The smell of her freshly washed hair filled the kitchen. A cheap strawberry shampoo, but she liked it.
“I made you a bagel, with strawberry cream cheese.” Her smile and intention caught me off guard.
Sweet, I thought as I took a bite and moved past her toward the coffee. I had been away on business for a week and my mind was thinking of other things.
“Why are you up early?” I asked this teenager who could sleep all day if given the chance.
“I’m working today, remember? To make money for school clothes.”
Poor girl. We always had enough, but never extra, but the opportunity to make money for school clothes was only part of the excitement of the day. She had been looking forward to spending the time with her aunt. My only sister. She was named after my sister, and my sister was named after our mother’s sister. A unique family name that carries with it implications of creativity, curiosity, and a tiny dash of playful disobedience.
“Hug me longer Mom. Why are you always in a hurry? I missed you.” She said with a gentle embrace. I paused to take in the moment.
If the horrible events of this day had ended differently, these would have been her last words to me.
The scene plays out over and over again in my mind. We stood eye-to-eye that early morning in the kitchen. Her beautiful green-gold eyes searching mine for what she needed. Adorned with too much make-up, maybe, but that was the style. The fragrance of her sun-bleached strawberry scented hair filled the room. An aroma that would soon be replaced with the grimy smell of oil, gasoline, and road. In just an hour her lean 15-year-old body would be tussled around in a rolling car then thrown through glass onto the hot summer’s asphalt.
As we stood there another girl stepped out from behind her. Her hair was half shaved, and her head partly bandaged, a bit bloodied. There was a paralytic deformity of her right side. An eye that was almost frozen open, with muscles unable to close and squint like that other. Her mouth, asymmetrical and lazy. Her right arm, dead, useless, hanging off her body.

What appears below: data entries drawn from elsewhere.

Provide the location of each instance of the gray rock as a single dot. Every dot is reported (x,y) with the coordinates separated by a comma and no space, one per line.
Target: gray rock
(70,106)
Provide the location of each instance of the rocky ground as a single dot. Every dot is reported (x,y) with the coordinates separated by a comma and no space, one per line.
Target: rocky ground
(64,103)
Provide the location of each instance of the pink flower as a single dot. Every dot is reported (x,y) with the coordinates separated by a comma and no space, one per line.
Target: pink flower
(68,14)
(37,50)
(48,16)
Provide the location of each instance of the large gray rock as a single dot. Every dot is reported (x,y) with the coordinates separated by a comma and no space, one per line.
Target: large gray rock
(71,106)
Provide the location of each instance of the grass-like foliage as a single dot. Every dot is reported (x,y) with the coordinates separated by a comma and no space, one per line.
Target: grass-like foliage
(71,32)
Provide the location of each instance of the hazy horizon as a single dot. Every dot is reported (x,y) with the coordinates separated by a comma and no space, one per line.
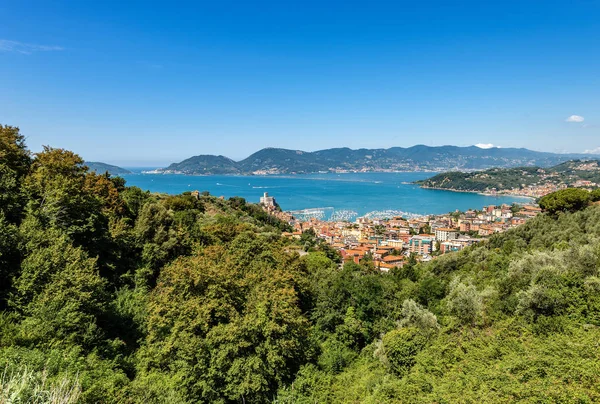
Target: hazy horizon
(138,83)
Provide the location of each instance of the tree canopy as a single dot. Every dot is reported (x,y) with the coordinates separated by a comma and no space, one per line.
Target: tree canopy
(112,294)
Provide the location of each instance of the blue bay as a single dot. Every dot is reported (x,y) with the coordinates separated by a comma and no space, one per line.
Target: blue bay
(362,193)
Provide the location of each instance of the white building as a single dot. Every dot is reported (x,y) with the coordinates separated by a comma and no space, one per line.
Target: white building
(267,200)
(445,234)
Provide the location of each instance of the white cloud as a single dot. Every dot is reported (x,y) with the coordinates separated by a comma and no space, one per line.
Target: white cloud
(575,118)
(593,151)
(25,48)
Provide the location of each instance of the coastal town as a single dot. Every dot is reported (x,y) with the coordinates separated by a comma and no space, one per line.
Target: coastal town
(394,241)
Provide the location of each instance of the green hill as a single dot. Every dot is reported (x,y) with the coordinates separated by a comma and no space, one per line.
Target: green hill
(501,179)
(415,158)
(111,294)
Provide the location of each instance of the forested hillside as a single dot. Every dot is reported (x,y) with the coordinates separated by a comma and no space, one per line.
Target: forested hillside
(111,294)
(416,158)
(569,173)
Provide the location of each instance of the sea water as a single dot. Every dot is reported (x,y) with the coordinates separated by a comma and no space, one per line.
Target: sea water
(342,196)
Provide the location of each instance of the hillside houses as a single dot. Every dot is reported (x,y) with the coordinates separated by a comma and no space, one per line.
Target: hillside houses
(390,242)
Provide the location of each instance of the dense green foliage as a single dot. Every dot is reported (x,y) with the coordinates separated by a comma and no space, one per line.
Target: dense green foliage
(500,179)
(113,294)
(102,168)
(566,200)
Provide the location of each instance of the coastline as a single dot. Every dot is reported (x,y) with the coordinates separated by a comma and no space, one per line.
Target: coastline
(478,192)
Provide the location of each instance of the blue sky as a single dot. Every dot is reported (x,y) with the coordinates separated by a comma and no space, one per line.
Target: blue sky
(149,83)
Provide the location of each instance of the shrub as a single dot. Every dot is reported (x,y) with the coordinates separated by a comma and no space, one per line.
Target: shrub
(566,200)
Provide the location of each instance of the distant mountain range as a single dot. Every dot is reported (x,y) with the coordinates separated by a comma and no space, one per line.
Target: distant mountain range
(574,173)
(101,168)
(415,158)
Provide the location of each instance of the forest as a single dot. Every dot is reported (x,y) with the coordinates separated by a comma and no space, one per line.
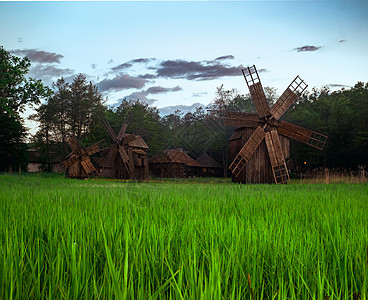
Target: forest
(78,108)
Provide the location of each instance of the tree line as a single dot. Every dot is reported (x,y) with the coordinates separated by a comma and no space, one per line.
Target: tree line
(78,108)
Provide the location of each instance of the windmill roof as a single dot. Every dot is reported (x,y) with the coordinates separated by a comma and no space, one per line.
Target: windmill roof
(207,161)
(135,141)
(174,156)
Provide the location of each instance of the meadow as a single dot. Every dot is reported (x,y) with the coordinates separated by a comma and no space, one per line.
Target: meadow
(103,239)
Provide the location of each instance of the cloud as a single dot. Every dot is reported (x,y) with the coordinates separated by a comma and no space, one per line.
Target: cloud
(199,94)
(225,57)
(121,82)
(167,110)
(147,76)
(337,85)
(307,48)
(195,70)
(122,67)
(39,56)
(142,95)
(141,60)
(162,90)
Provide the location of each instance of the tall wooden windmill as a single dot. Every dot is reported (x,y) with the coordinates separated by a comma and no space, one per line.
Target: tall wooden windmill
(78,163)
(128,157)
(266,126)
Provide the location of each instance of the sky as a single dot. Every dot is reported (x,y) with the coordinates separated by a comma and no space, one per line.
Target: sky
(176,53)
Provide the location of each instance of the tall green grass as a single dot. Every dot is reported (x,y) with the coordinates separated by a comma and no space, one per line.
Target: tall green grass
(69,239)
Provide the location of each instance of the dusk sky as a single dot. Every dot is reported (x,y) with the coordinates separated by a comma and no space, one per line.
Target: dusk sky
(176,53)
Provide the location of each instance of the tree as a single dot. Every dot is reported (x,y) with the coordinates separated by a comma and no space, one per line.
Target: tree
(16,93)
(74,108)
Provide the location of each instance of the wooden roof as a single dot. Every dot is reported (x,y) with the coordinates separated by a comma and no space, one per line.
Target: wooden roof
(174,156)
(207,161)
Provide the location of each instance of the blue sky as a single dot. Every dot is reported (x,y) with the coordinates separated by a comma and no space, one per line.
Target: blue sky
(176,53)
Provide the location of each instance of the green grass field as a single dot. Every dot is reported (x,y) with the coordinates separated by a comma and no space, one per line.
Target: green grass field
(69,239)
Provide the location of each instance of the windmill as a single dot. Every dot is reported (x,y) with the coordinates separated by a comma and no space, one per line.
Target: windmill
(78,163)
(268,126)
(127,157)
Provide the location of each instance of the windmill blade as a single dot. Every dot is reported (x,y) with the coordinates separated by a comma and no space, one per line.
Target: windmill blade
(288,97)
(111,155)
(125,158)
(124,126)
(88,167)
(303,135)
(247,151)
(97,147)
(74,144)
(109,130)
(256,91)
(70,161)
(279,169)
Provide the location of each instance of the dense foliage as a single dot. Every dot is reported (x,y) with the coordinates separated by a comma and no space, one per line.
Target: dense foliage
(16,94)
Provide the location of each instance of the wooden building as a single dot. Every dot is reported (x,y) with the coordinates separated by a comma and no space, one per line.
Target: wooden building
(135,165)
(258,169)
(173,163)
(78,163)
(210,167)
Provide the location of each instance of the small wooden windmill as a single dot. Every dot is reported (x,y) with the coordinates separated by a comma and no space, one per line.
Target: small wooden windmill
(266,126)
(127,158)
(78,163)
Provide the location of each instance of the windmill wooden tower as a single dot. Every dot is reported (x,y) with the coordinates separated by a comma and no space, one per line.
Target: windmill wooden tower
(261,158)
(127,158)
(78,163)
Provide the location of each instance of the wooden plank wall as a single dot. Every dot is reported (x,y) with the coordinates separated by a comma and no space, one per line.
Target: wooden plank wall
(258,169)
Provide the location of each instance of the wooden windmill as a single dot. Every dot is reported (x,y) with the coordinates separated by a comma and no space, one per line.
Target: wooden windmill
(78,163)
(266,126)
(127,158)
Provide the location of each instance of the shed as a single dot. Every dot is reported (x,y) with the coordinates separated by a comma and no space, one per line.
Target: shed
(210,167)
(173,163)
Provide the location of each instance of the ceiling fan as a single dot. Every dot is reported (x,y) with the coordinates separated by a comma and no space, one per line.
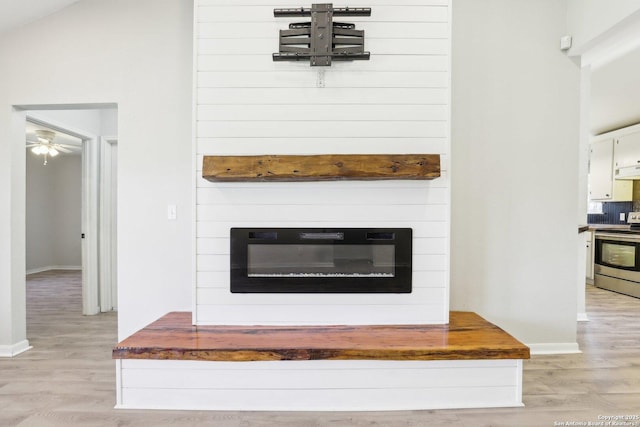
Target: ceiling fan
(43,144)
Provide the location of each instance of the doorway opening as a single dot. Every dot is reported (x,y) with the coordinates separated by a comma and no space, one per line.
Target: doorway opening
(71,207)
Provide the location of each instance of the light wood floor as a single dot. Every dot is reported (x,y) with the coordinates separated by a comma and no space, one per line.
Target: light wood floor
(68,378)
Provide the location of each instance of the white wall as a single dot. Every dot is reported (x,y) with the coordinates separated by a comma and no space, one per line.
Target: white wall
(515,141)
(397,102)
(53,212)
(139,56)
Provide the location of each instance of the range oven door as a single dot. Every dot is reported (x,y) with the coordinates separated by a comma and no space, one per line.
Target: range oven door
(618,255)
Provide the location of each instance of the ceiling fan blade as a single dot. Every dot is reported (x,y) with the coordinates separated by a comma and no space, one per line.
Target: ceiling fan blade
(70,147)
(62,149)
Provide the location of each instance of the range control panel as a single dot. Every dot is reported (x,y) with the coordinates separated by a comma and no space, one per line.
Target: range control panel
(633,218)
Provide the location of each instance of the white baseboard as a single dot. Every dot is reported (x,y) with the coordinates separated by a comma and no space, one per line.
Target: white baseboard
(537,349)
(582,317)
(15,349)
(54,267)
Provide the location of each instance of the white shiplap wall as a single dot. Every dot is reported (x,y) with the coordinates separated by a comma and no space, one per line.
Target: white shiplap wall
(397,102)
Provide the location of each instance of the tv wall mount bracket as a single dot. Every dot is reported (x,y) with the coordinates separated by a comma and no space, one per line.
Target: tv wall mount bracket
(322,40)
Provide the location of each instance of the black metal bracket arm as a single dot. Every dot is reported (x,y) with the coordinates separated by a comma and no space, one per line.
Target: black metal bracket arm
(321,40)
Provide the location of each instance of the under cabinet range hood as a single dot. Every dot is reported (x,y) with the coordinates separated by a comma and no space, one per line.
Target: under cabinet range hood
(627,172)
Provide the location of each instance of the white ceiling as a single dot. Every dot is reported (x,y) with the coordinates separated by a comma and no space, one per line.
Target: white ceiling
(615,94)
(16,13)
(615,88)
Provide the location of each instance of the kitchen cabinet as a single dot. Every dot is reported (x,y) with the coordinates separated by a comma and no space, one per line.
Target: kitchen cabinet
(626,151)
(602,186)
(589,245)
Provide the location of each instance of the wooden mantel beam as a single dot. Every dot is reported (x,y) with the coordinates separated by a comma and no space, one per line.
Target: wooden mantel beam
(326,167)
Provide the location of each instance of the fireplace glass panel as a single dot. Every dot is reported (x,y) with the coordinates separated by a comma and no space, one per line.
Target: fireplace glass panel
(320,260)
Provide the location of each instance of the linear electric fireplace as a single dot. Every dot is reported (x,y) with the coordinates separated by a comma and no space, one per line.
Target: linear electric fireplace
(321,260)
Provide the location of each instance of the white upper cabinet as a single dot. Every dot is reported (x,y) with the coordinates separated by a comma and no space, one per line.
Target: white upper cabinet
(601,170)
(627,152)
(602,185)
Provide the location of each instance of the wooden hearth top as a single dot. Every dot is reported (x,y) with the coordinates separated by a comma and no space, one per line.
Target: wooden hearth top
(467,336)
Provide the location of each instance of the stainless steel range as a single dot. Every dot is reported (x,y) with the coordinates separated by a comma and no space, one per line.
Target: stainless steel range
(617,258)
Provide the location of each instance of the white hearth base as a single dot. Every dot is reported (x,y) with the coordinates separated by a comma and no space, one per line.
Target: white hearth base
(318,385)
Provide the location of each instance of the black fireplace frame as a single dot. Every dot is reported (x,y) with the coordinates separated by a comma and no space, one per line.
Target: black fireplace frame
(241,282)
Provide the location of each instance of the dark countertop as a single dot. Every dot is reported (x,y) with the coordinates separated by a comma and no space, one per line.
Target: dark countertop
(602,227)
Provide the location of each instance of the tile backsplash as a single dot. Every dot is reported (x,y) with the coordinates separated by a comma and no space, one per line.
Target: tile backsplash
(611,213)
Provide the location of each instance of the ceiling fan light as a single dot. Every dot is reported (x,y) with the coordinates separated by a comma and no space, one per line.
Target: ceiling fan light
(40,149)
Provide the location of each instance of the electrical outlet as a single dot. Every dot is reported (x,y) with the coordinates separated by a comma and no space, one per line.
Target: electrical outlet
(172,212)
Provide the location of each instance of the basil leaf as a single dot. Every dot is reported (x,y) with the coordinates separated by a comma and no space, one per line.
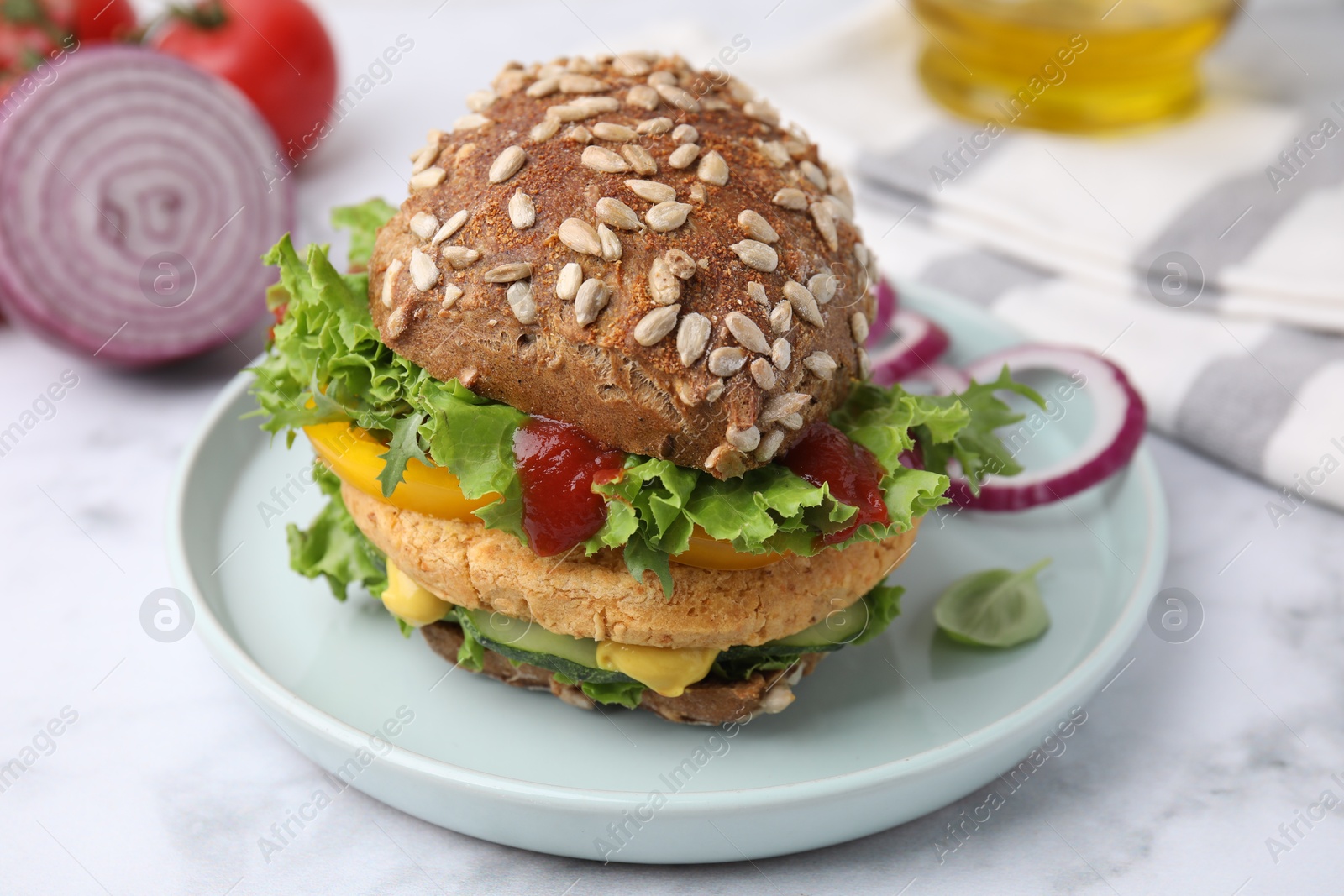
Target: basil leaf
(994,607)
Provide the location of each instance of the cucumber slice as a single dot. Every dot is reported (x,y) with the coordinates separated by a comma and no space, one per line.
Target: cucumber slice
(523,641)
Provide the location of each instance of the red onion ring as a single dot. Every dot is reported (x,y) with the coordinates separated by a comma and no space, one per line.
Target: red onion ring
(911,343)
(136,199)
(1119,421)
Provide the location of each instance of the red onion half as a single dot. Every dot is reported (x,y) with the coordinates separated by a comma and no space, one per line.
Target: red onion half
(1119,419)
(911,343)
(136,199)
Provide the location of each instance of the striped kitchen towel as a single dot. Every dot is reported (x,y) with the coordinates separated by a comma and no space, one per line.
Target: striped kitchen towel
(1206,258)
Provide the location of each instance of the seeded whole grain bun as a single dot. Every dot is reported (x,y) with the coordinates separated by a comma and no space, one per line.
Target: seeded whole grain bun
(635,248)
(479,569)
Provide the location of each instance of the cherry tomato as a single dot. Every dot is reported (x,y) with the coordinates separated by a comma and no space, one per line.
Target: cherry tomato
(35,29)
(276,51)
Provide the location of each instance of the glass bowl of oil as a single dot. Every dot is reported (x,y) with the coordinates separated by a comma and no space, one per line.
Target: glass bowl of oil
(1068,65)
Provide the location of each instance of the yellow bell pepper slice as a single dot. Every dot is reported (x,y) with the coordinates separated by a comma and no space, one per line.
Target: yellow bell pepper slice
(353,454)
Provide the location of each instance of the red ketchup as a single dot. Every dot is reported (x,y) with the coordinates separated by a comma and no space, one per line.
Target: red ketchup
(558,464)
(826,454)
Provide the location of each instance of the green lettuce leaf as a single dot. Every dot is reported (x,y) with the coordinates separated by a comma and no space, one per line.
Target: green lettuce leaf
(333,547)
(327,363)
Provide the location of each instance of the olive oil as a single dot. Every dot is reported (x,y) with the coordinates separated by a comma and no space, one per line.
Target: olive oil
(1068,65)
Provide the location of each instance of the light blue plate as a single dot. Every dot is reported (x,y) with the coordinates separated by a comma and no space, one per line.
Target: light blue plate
(879,734)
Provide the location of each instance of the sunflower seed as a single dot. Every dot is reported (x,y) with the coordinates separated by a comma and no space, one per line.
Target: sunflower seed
(423,159)
(631,66)
(726,360)
(508,273)
(692,336)
(746,332)
(769,445)
(480,100)
(664,288)
(712,170)
(652,191)
(745,439)
(643,97)
(611,244)
(542,87)
(390,275)
(596,105)
(571,82)
(822,364)
(826,223)
(615,134)
(781,406)
(764,374)
(522,212)
(685,134)
(617,214)
(761,110)
(396,322)
(591,300)
(423,270)
(837,207)
(678,97)
(667,217)
(682,265)
(812,174)
(823,286)
(859,327)
(656,324)
(655,127)
(757,228)
(470,123)
(774,152)
(683,155)
(543,130)
(757,255)
(581,237)
(840,187)
(460,257)
(428,179)
(423,224)
(604,160)
(521,301)
(790,197)
(449,228)
(507,164)
(568,284)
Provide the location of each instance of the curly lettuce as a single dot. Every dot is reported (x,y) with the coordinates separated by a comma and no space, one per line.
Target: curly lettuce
(327,363)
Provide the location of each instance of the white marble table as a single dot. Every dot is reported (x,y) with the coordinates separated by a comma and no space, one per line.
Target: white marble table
(168,775)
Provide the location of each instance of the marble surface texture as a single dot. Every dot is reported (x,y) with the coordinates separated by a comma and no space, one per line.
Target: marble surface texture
(1191,759)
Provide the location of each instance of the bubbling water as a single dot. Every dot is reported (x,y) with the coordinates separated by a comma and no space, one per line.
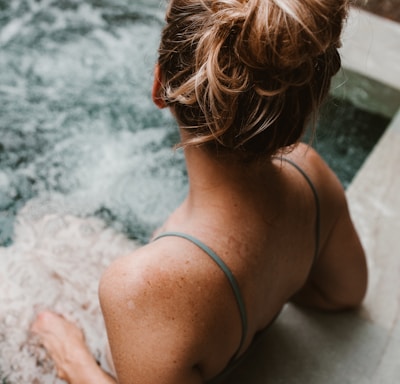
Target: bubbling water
(77,117)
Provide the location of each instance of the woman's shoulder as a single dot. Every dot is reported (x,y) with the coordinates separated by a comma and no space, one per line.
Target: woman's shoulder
(170,283)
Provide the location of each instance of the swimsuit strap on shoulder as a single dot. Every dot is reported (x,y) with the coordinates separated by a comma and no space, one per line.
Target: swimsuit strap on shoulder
(228,273)
(317,203)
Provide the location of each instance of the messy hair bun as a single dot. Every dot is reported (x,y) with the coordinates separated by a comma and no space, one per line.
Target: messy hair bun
(246,75)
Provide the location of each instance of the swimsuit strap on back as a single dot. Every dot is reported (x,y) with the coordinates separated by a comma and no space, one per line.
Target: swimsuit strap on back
(228,273)
(317,204)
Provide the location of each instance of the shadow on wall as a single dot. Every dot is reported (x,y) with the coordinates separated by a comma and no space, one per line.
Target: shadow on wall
(311,347)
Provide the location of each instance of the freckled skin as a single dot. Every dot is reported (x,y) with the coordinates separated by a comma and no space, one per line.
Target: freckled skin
(170,314)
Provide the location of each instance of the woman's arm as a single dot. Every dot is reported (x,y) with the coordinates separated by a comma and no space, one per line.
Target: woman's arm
(66,345)
(338,279)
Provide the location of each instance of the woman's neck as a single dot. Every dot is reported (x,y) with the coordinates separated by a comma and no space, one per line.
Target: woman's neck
(213,175)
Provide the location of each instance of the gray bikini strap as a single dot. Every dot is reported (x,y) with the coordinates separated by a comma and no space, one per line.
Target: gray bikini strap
(317,203)
(228,273)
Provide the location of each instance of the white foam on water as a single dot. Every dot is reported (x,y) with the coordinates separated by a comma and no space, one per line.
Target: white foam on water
(55,263)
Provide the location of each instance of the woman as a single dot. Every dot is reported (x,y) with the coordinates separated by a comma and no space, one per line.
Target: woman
(265,220)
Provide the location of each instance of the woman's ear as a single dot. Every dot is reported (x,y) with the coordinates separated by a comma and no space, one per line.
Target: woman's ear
(158,101)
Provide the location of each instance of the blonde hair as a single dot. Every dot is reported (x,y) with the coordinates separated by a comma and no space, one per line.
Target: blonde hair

Quieted by damage to both her speech centers, unable to speak, yet I heard her pleading,
“I missed you Mom. Hug me longer.”
It was the voice this Morning’s Girl. She was still there, but this Evening’s Girl was also there. Who she had been and who she could become. We stood there, we three.
Time stopped.
“Hug me longer. I missed you Mom.” I didn’t know who spoke, my gaze moving between them. Then this Morning’s girl moved out of my embrace towards the door.
“I love you Mom. I’m happy you’re home.” Her cheerful tone lingered. We watched her go, a precious ghost girl. One who was present at that moment but also one who would become non-existent after the door closed behind her. Then I felt the one-armed embrace of this Evening’s girl. Still mute, but the words persisted “Hug me longer, I missed you Mom.”
Who was the ghost girl? Who was the shadow? Who was real? They are both real and both persist. In my memory and in real life. At the same time, broken and whole, battered and beautiful. A paradox? No, a harmonious reality. She remains my beautiful, now, disabled daughter.
Her soul changed that day, and my soul too. Her body was deeply broken that day, and it remains broken. My heart was deeply broken that day, and it remains broken too. Nothing will heal it. Nothing. I live fully. I rejoice in life and appear to be okay, but I am not. I never will be. My heart quivers beneath a thin layer of what appears to be a scab. Yet like any scab the slightest bump tears the surface and the bloodied spot reappears.
This is my reality. And in this reality, I remember that God is good, even in the darkest darkness. There are some pains that can never be healed. This type of pain must be released to God. He is the only one strong enough to hold it. In His power it becomes some new, something beautiful. I welcome the pain into my life, for it is part of my journey, and it has formed me. I welcomed it as I welcome the half-expressed smile of my beautiful, disabled daughter.